I had the greatest conversation today with a lady I hardly know. I ran into a woman who works in my school district and she asked about the baby. She knew I had lost one of them but mistakenly thought that we had lost Liam not Addy. When I corrected her and told her the story her response was wonderful. She asked about them both. How long we had had Addy and how Liam was doing. She did not get akward or change the subject or only want to hear about Liam. She wanted to hear about my babies, both of my babies. It was truly wonderful.
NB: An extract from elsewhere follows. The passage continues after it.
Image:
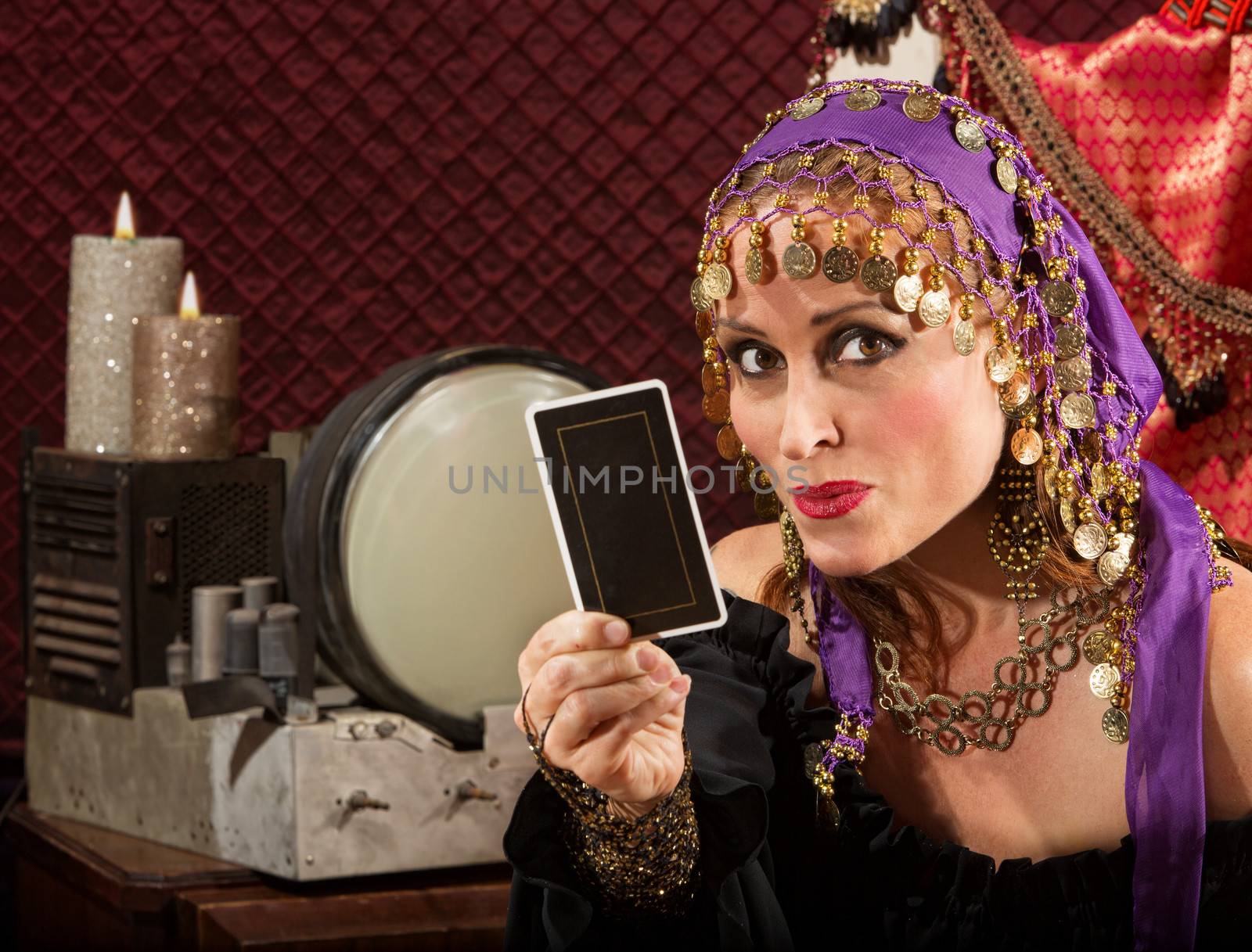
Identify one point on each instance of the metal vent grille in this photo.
(77, 626)
(74, 516)
(225, 530)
I completely understand why people do not usually want to talk about Addy. Although everyone's comfort and reasons for changing the subject vary, there are a couple of reasons that I know go through most people's minds. First, they are uncomfortable with the subject and don't know what to say. I have been on the other side. I understand that this is an uncomfortable subject and that really is ok. However, on the occasions that someone pushes past that discomfort I truly appreciate it. Second, they are afraid it will upset me. I promise you this, if I get upset it really has nothing to do with the fact that you brought her up or wanted to know about her birth/life/death. I am upset because she died and that is always there no matter the topic of conversation. Talking about her is wonderful for me. She is my beautiful baby girl and I am no less proud of her than I would be if she were still here.
In talking to this woman today I had a moment in my day when I did not feel alone in my grief and that is priceless. That this woman whom I had only met a handful of times cared enough to talk with me for several minutes about a subject that cannot have been easy for her and was genuinely supportive was amazing. These are the moments, and there have been many like this, that stand out in this whole terrible experience. These are moments that stay with me and give me comfort long after the moment has passed. So, thank you random co-worker. You made my day.